Texto: Maria Miranda
Fotos: Hugo Amaral
Interpretado pelo actor britânico Hugh Laurie, que já recebeu por isso nomeações para os Globos de Ouro e os SAG Awards, o Dr. Gregory House é o contrário de tudo aquilo que os manuais dizem que deve ser um médico na sua relação com os doentes e os colegas. Um infectologista e nefrologista brilhante com uma excelente capacidade de elaborar diagnósticos diferenciais, destaca-se - pela negativa - pelo seu mau-humor, sarcasmo e cinismo que dirige (sem distinções) a chefes, colegas e doentes. Pacientes, aliás, com os quais prefere não contactar, fazendo-o através dos seus internos. Possui uma deficiência física que lhe dá a desculpa perfeita para usar e abusar dos comprimidos para as dores. É, no entanto, um caso de sucesso e a série televisiva, que chegou recentemente a Portugal, já vai na terceira temporada.

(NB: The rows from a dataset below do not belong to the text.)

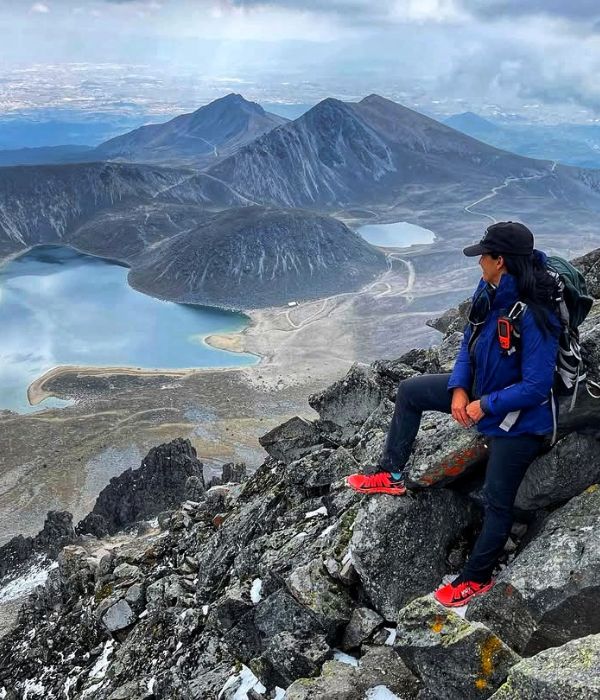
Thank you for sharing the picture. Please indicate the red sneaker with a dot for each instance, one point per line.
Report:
(454, 595)
(381, 482)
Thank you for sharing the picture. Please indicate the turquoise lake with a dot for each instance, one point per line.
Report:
(398, 235)
(61, 307)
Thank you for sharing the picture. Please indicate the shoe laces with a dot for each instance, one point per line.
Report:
(380, 479)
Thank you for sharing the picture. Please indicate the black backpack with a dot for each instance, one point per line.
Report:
(574, 304)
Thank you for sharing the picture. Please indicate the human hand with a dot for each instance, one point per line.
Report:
(460, 401)
(474, 411)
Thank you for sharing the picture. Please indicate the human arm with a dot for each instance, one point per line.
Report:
(538, 360)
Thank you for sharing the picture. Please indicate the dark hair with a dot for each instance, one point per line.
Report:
(537, 288)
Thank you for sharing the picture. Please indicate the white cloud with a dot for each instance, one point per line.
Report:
(40, 8)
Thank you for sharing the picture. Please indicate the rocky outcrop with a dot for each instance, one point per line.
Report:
(571, 671)
(57, 533)
(139, 494)
(392, 539)
(454, 657)
(549, 594)
(248, 589)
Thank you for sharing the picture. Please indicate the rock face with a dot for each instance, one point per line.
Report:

Os médicos portugueses não são excepção e, embora não sejam assíduos telespectadores, lá vão assistindo a um ou outro episódio, confessando embora que, no género, duas outras séries são imbatíveis na maneira como retratam a realidade – trata-se de “Serviço de Urgência” (“E.R.”), que celebrizou George Clooney e “Hospital Central”, que vem de Espanha. Sublinham veementemente o carácter ficcional da figura médica de House – a sua “caricatura” – mas não deixam de lhe apontar algumas qualidades, nomeadamente, o facto de, apesar de quase recusar o contacto directo com os doentes, nunca os tratar como mais um número para as estatísticas.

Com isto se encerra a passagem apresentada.